Holy Spirit Hospital, Nuremberg

Date: hospital 1332–39, tomb 1356, boy playing shawm 1380
Location or Findspot (Modern-Day Country): Germany
Medium: Brass
Dimensions: boy playing shawm H 121 cm
Description: This hospital in Nuremberg was the largest privately endowed foundation in the Holy Roman Empire. It was built on family property by a wealthy entrepreneur, Konrad Gross, who placed it under the authority of the city council. Erected between 1332 and 1339 "for the good of his own soul and of his parents, friends, and benefactors," the hospital was intended to care for 128 sick and 72 elderly people. Its buildings, with steep gabled roofs, were grouped around courtyards lined with arcades and second-floor galleries. Two wings supported by low arches still extend out to an island in the river.

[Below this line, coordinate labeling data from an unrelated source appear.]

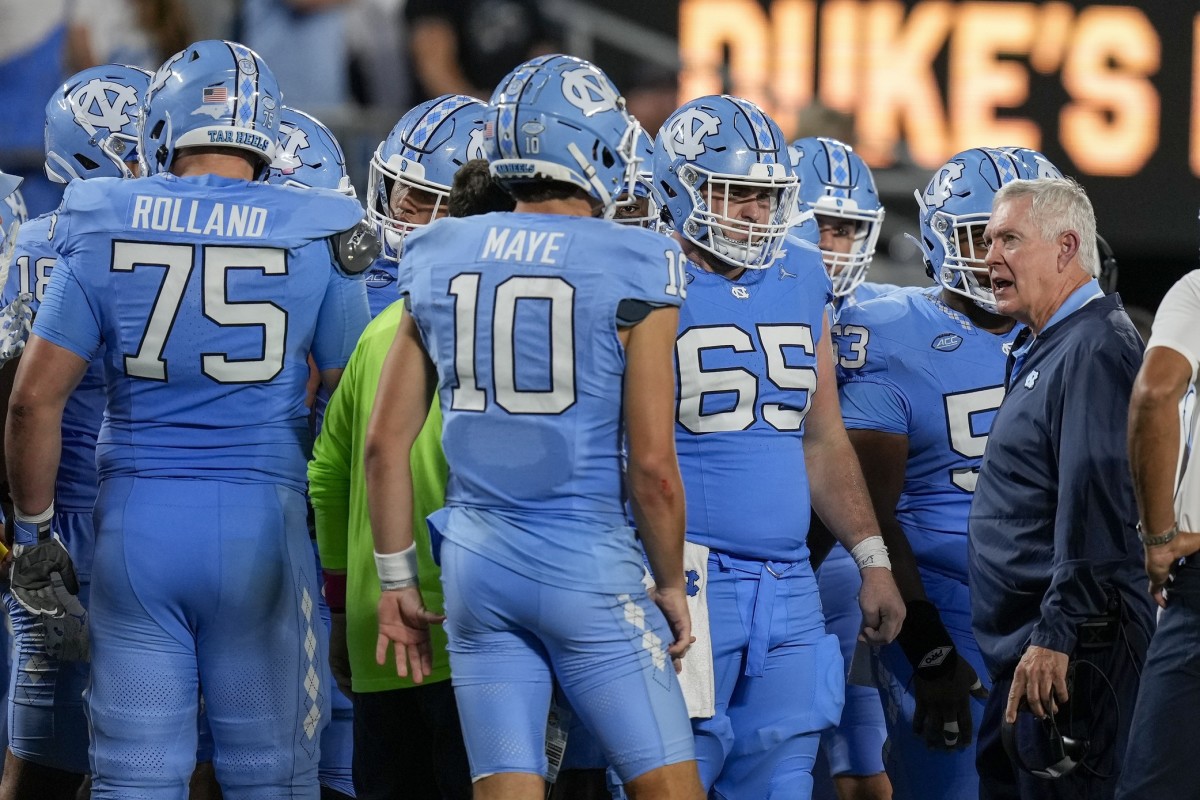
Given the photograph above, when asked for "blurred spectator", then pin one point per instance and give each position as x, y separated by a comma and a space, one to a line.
817, 119
465, 47
652, 94
379, 71
138, 32
33, 41
305, 43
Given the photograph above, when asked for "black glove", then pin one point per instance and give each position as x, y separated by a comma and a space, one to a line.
36, 555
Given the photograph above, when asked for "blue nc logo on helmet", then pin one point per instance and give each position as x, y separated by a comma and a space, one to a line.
307, 155
91, 124
213, 94
581, 132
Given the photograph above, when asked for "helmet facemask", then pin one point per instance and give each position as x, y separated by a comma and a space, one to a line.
739, 242
964, 270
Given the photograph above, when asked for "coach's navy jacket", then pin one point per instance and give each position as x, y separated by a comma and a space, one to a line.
1053, 522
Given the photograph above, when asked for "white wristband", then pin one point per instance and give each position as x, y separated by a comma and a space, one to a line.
871, 552
397, 570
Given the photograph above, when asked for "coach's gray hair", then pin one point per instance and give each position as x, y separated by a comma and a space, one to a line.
1060, 204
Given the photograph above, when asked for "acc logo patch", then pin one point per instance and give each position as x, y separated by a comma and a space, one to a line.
689, 131
379, 280
946, 342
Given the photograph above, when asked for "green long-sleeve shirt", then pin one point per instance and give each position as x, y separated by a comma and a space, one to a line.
339, 492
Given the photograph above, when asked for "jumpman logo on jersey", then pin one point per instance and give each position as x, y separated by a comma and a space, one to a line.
102, 103
687, 137
588, 91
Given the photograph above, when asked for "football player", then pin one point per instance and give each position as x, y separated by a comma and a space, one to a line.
546, 331
208, 290
90, 132
760, 443
309, 156
409, 179
922, 374
838, 190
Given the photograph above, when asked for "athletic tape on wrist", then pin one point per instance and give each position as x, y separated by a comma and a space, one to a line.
31, 529
397, 570
871, 552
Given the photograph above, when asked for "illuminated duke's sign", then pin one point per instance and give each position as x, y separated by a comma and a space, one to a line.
942, 77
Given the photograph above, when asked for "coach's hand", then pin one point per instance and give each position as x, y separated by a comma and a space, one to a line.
405, 623
943, 705
882, 606
1041, 679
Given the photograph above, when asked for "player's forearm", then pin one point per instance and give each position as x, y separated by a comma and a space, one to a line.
658, 500
838, 489
34, 438
389, 497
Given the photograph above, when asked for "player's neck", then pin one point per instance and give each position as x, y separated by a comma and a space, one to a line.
979, 318
213, 161
570, 206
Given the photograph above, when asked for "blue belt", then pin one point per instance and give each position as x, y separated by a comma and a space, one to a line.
768, 573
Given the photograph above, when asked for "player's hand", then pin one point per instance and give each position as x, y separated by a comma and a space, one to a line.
1041, 679
1161, 560
405, 623
673, 605
882, 606
33, 570
943, 705
340, 653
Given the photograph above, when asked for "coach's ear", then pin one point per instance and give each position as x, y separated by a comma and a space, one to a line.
355, 250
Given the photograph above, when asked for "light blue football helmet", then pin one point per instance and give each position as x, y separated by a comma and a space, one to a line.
307, 155
645, 211
424, 151
1036, 163
91, 124
955, 208
213, 94
715, 146
559, 118
837, 182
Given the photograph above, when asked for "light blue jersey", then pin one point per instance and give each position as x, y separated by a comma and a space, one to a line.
521, 320
745, 356
209, 294
863, 292
75, 489
910, 365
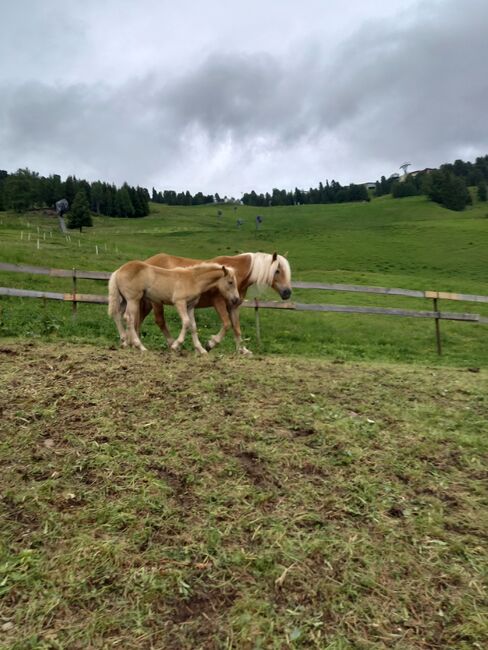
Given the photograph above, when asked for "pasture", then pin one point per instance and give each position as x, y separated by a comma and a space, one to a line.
329, 492
411, 244
151, 501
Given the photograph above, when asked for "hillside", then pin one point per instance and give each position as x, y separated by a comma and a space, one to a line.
409, 243
152, 501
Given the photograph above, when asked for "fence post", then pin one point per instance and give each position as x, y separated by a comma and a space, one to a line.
75, 305
437, 329
258, 328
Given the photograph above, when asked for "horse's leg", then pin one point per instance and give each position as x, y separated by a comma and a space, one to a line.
236, 326
131, 316
221, 309
185, 323
161, 322
145, 307
194, 334
120, 326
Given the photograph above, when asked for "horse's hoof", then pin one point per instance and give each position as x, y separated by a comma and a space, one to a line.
245, 352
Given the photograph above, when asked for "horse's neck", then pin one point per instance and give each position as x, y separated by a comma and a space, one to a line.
205, 279
260, 268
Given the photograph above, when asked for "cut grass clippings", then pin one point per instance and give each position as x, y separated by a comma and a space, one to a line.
153, 501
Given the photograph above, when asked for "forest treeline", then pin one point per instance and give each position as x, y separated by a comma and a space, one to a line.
448, 185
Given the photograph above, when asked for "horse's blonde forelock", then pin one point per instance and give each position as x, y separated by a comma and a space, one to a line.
263, 268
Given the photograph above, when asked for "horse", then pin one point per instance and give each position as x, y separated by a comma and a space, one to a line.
262, 269
180, 287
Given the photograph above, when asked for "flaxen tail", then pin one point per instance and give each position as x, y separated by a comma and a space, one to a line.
115, 298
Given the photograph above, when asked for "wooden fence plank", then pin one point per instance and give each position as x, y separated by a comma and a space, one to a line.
409, 293
55, 273
357, 288
28, 293
355, 309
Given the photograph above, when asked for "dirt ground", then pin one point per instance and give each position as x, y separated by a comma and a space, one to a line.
154, 501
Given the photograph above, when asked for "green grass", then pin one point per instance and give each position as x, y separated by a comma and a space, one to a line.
152, 501
410, 243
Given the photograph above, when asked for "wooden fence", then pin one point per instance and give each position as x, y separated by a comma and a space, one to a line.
74, 297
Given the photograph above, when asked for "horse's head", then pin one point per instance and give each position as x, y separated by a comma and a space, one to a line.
227, 285
281, 276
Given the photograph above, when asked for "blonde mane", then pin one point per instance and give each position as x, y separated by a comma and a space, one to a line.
263, 268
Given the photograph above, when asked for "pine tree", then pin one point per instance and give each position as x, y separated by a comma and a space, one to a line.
482, 193
79, 215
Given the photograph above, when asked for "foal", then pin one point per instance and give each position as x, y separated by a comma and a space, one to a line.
180, 287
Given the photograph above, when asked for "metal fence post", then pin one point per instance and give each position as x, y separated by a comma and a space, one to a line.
258, 328
75, 305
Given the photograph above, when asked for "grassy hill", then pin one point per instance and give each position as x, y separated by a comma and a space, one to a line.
223, 502
408, 243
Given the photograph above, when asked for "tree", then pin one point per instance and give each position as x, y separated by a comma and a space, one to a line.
448, 190
19, 190
80, 215
482, 193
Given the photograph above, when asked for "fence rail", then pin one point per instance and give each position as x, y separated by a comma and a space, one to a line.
74, 297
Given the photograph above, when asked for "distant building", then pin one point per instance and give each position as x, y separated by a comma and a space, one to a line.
427, 170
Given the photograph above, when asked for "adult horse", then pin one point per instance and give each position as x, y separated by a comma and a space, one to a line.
180, 287
261, 269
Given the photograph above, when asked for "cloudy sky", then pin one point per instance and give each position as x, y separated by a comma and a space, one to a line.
232, 96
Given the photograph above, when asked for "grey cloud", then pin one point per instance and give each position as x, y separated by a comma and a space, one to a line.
414, 89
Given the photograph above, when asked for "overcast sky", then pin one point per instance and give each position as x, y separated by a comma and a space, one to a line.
232, 96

Beginning in 1423, the church in the hospital complex housed the Holy Roman imperial regalia and sacred relics that had once been kept at Karlstejn Castle. Among the regalia were the coronation robes that previously belonged to the kings of Norman Sicily. The relics included the Holy Lance that had pierced Jesus's side at the Crucifixion and a piece of the True Cross. These relics were kept in a large shrine suspended by iron chains in the choir of the church. On the second Friday after Easter, and on other days when there were special visitors, the shrine was let down and the contents displayed for veneration. When crowds of pilgrims became too large, this display was moved to a nearby market building. In 1796 the relics and regalia were moved to Vienna. The church was destroyed in the Second World War.

The tomb of Konrad Gross (d. 1356), originally placed before the main altar of the church, is now reconstructed in the hospital. It depicts eight mourning figures around the effigy of the deceased holding a model of his foundation. More unusual is a large, hollow figure of a boy playing a shawm that was installed about 1380 as a fountain in the hospital's north courtyard; the water emerged from the instrument. He wears the typical dress of elite men in Europe in the later fourteenth century. Except for the shawm (made of lead) and the chain belt, the brass figure was cast in one piece and then brightly painted. The work is unusual because of its material and technique (brass casting at this scale was exceptional at the time), its secular subject, and its conception as a freestanding figure to be viewed in the round. The figure may have been a symbol of youthful good health, an inspiration in its hospital setting.